[ovs-dev] [PATCH ovs V2 12/21] dpif-netlink: Use netdev flow put api to insert a flow
Paul Blakey
paulb at mellanox.com
Tue Jan 10 15:50:41 UTC 2017
On 06/01/2017 01:25, Joe Stringer wrote:
> On 25 December 2016 at 03:39, Paul Blakey <paulb at mellanox.com> wrote:
>> Using the new netdev flow api operate will now try and
>> offload flows to the relevant netdev of the input port.

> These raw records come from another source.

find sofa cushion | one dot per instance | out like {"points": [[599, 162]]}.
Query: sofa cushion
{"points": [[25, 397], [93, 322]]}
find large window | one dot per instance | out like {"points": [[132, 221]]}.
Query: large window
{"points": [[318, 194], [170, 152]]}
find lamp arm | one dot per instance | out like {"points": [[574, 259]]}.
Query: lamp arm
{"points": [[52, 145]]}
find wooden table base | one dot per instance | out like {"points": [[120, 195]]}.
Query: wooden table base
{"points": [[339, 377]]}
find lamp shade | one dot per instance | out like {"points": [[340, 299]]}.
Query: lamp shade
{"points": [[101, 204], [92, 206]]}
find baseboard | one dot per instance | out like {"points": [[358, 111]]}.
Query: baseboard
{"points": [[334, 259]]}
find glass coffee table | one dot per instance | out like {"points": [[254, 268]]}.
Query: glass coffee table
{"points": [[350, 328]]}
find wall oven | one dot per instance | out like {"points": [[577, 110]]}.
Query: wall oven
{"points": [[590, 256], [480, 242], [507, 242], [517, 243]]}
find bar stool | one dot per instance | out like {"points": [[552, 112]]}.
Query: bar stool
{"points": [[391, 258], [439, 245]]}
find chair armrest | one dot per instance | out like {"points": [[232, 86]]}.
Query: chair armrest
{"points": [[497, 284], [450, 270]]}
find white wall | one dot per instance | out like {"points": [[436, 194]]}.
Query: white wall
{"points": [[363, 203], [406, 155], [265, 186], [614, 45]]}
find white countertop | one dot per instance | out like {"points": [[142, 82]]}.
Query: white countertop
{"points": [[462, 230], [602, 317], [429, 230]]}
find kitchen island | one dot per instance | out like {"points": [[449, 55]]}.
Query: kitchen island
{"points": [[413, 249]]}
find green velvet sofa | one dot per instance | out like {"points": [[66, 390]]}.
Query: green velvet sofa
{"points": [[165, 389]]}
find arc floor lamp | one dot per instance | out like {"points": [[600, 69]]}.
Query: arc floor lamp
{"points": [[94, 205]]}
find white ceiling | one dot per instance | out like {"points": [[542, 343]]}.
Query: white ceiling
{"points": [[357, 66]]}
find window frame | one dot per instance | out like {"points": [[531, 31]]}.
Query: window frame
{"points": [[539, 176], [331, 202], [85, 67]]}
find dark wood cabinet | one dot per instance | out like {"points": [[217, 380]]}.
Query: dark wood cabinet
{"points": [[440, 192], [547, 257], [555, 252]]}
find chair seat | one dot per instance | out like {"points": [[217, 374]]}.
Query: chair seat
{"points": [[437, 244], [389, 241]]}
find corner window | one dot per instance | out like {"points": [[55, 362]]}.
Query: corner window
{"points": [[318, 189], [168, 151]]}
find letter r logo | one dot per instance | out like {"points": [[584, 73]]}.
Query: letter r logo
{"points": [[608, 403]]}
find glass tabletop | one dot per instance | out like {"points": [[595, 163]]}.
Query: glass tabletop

>> Other operate methods flows will come in later patches.
>>
>> Signed-off-by: Paul Blakey <paulb at mellanox.com>
>> Reviewed-by: Roi Dayan <roid at mellanox.com>
>> ---
>> lib/dpif-netlink.c | 232 ++++++++++++++++++++++++++++++++++++++++++++++++++++-
>> 1 file changed, 228 insertions(+), 4 deletions(-)
>>
>> diff --git a/lib/dpif-netlink.c b/lib/dpif-netlink.c
>> index 3d8940e..717af90 100644
>> --- a/lib/dpif-netlink.c
>> +++ b/lib/dpif-netlink.c
>> @@ -1908,15 +1908,239 @@ dpif_netlink_operate__(struct dpif_netlink *dpif,
>> return n_ops;
>> }
>>
>> +static int
>> +parse_key_and_mask_to_match(const struct nlattr *key, size_t key_len,
>> + const struct nlattr *mask, size_t mask_len,
>> + struct match *match)
>> +{
>> + enum odp_key_fitness fitness;
>> +
>> + fitness = odp_flow_key_to_flow(key, key_len, &match->flow);
>> + if (fitness) {
>> + /* This should not happen: it indicates that odp_flow_key_from_flow()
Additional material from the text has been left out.